Our plan of heading to Vegas on March 20th to enjoy March Madness and tour our new potential home in Vegas was dashed as Gov Sisolak ordered all the casinos to close on March 17th.
Meanwhile, the stock market continued its race downward. As we watched more of our hard-earned money disappear into the ether, the panic started to set in. Did we make a mistake? Do we have enough money? Will we be a victim of sequence risk in our portfolio and run out of money far before we die?
We ordered bullets.
Yes, it’s come to this. On March 21, our fear was at an all time high and we bit the bullet head on. Not even three months into what was supposed to be the greatest celebratory year ever, 2020 has us sequestered in our home and panic buying ammunition along with the rest of the country.
The National Guard gets deployed
Say what? Against my better judgment, after continuing to read the fear mongering headlines, I was met with this gem. “Donald Trump authorizes national guard to deploy to Washington, California and New York as the hardest hit states are declared as coronoavirus disaster zones.”
This was one day after the ceremonious buying of our new bullets. In retrospect, not such a bad idea? Let’s just hope they’re never needed.
Things get worse
At this point, it doesn’t seem like things could get any worse. Thankfully, despite the massive hit to the stock market, we felt like we are in a good enough position to weather the storm. We quickly realized while our financial situation would likely be OK, what about our families?
We had considered many scenarios for our parents and siblings and what level of financial support we may need or be willing to provide in the future. What we did fail to consider? That they may all need help at once.

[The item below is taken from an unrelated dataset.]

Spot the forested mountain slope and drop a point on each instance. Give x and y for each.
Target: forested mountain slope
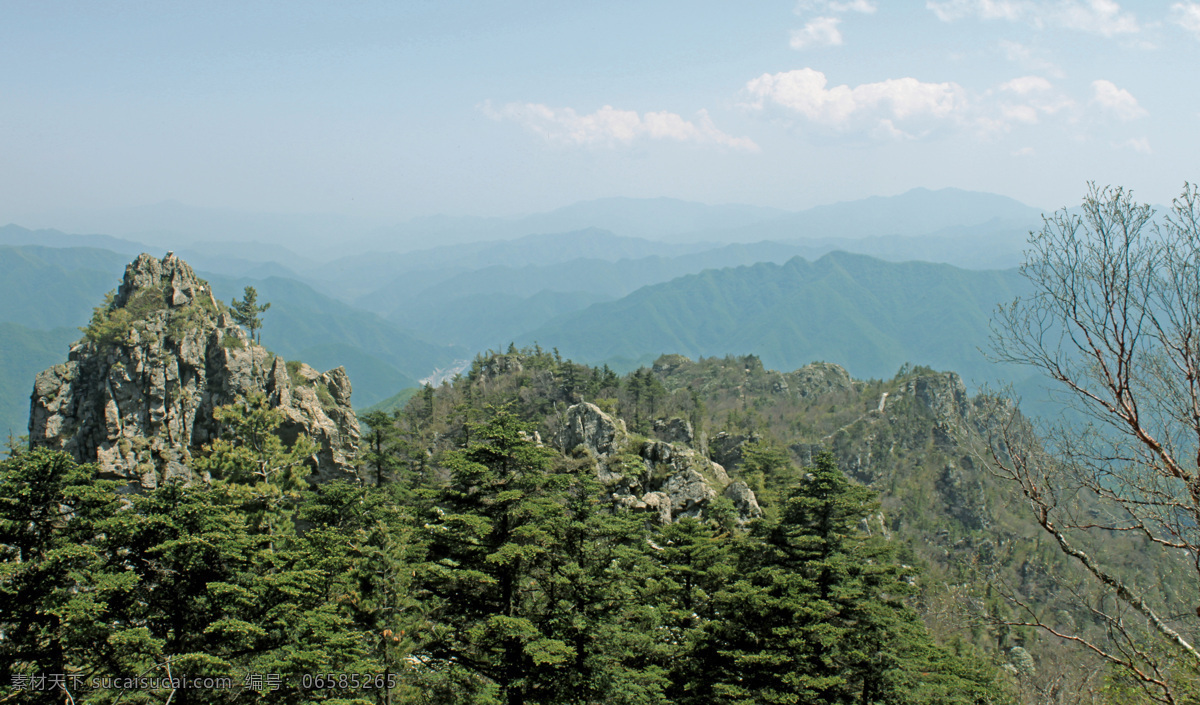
(863, 313)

The current pandemic lashed out at places we never considered would be impacted. It ranged from minor expenses to full on potential financial ruin.
- Food costs rising, less “deals” and coupons available (Related: Cheap Bastard your way to financial freedom)
- Delivery fees for food/supplies needed for our parents at high-risk to Covid
- Potential lay-off’s of the primary bread winner with a house full of children/pets
- A complete drying up of business for a small-business owner with too many fixed costs to last long without income.
All of a sudden we were met with the stark reality that we may want or need to help out with more than we ever dreamed of.
Is our FIRE dream dead?
It didn’t take many days of obsessing over these developments for me to declare that “I’m never quitting my job.” The fear and reality that my parents may need more financial assistance than I ever thought possible was overwhelming for me.
A few hours later my husband was back searching for jobs on a job board and a sense of doom had settled in.
The emotional realities of pursuing FIRE and potentially seeing it ripped from your grasp is disheartening. Of course my over-reaction and potential worst case scenario of needing to support all our family members at once is highly unlikely (even during a pandemic). It does bring up a different question for me of if I’ll be able to handle the emotional realities of not having a full time job when it’s finally time for me to hang it up. When is enough really enough? (And no, my husband isn’t searching for employment any more).
The loss of life and long lasting emotional ramifications of the Coronavirus will permeate throughout our society for years to come. But with uncertainly comes opportunity and the prospect of positive change. We’ve seen pollution drop, families reconnecting while working from home and self-sustaining activities such as home cooked meals and an interest in home-gardens be rekindled. If history indeed repeats itself, this too shall past. The economy will recover, humankind will preserve over the virus and we’ll all emerge stronger (albiet different) than we were before.
2020 may turn out to be the forgotten year but 2021 is not far behind.